Zu Beginn einer kaufmännischen Ausbildung besteht des öfteren die Schwierigkeit die Handelsbilanz (HGB) und die Steuerbilanz (EStG) voneinander zu unterscheiden.
Handelsrecht und Steuerrecht?
Unterschied
Handelsrecht
Die Handelsbilanz wird nach dem Handelsrecht mit den Vorschriften aus dem Handelsgesetzbuch (HGB) erstellt. Das HGB ist dabei das bürgerliche Gesetzbuch für Kaufleute und für Unternehmen. Im Handelsgesetzbuch steht unter anderem, wer verpflichtet ist eine ordentliche Buchführung zu führen oder wie ein Bilanzabschluss [ Jahresabschluss ] nach handelsrechtlichen Vorschriften erstellt werden muss. Die Handelsbilanz ist mehr eine Informationsfunktion für Eigentümer oder anderen Interessentengruppen und gibt über die Vermögenslage, Finanzlage und Ertragslage des Unternehmens Auskunft.
Steuerrecht
Die Steuerbilanz (§60 (2)EStDV) hingegen ist die Grundlage der Besteuerung von Unternehmen [ Einkommen-, Körperschaft-, Gewerbesteuer (also der steuerpflichtige Gewinn) ]. Die unterschiedliche Bilanzierung von Handelsbilanz und Steuerbilanz resultiert daraus, dass der Gesetzgeber über die Einräumung bzw. Aufhebung steuerlicher Vergünstigungen Einfluss auf die wirtschaftliche Entwicklung eines Unternehmens nehmen möchte (Anreize für Investitionen schaffen).
- Steuerfreie Erträge aus der Gewinn- und Verlustrechnung
- Korrekturmöglichkeiten bei der Ermittlung des Gewerbeertrages
- steuerlich nichtabzugsfähige Aufwendungen
- Bewertungsvorbehalte, §5 (6) EStG und Bilanzierungsvorbehalte, §5 (2-5) EStG
Bilanzrechtsmodernisierungsgesetz (BilMoG)?
Mit dem Bilanzrechtsmodernisierungsgesetz (BilMoG) im Jahre 2009 versucht man wieder eine Annäherung zu Handelsbilanz und Steuerbilanz zu finden.
Auch wenn die Gesetze es zu verhindern versuchen, bleibt die Problematik dieser zwei Bilanzen bestehen:
- Handelsbilanz (HGB) = Informationsfunktion
Die Handelsbilanz kann sich gezielt reicher darstellen.
[ Informationen über Vermögens-, Ertrags- und Finanzlage des Unternehmen.
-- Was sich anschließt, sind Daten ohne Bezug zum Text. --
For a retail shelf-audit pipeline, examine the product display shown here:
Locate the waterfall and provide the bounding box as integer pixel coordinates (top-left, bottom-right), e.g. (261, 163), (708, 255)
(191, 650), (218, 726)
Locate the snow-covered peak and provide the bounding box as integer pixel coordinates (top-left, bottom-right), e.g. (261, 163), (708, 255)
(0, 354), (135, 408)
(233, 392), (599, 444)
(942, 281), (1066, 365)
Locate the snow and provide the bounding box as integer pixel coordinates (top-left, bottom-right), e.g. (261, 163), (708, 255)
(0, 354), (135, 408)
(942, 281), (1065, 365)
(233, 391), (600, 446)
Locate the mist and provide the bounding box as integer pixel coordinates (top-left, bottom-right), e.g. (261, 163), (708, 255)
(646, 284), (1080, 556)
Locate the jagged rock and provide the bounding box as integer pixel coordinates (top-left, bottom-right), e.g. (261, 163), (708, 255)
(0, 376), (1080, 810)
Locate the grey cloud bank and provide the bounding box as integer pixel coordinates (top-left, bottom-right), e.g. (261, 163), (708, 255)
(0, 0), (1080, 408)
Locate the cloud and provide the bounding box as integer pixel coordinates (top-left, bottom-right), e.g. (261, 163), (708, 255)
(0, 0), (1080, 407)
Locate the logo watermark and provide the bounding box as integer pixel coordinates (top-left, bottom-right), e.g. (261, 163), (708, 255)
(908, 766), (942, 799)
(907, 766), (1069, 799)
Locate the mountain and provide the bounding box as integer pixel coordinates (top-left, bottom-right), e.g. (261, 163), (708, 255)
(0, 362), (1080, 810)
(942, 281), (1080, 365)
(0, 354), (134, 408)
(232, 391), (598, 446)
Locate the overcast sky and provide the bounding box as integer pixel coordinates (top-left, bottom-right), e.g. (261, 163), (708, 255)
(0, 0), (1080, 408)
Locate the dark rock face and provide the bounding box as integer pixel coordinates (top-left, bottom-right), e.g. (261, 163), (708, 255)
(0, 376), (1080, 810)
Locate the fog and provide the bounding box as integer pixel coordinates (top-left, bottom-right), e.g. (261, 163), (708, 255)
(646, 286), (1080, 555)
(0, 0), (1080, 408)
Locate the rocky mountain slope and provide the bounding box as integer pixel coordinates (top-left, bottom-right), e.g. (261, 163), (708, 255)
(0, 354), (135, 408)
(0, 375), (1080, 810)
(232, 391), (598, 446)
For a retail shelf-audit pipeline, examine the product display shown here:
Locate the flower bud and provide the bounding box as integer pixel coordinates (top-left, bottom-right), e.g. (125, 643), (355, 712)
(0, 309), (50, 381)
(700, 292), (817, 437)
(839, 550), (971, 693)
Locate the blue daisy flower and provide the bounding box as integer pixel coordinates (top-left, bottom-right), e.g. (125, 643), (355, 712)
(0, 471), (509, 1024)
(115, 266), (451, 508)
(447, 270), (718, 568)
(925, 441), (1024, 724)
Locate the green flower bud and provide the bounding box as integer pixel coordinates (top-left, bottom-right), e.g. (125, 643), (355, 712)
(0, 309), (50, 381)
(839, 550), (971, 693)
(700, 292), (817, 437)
Informationen für Anteilseigner (Aktionäre), Schutz der Gläubigergruppen (Lieferanten, Darlehensgeber, Kunden, Arbeitnehmer) etc. ] - Steuerbilanz (EStG) = Steuerfunktion
Die Steuerbilanz kann sich gezielt ärmer ausweisen.
[ Gewinnabhängige Steuer mindern (Einkommensteuer, Körpersteuer, Gewerbesteuer ]
Was versteht man unter ´Maßgeblichkeitsprinzip´?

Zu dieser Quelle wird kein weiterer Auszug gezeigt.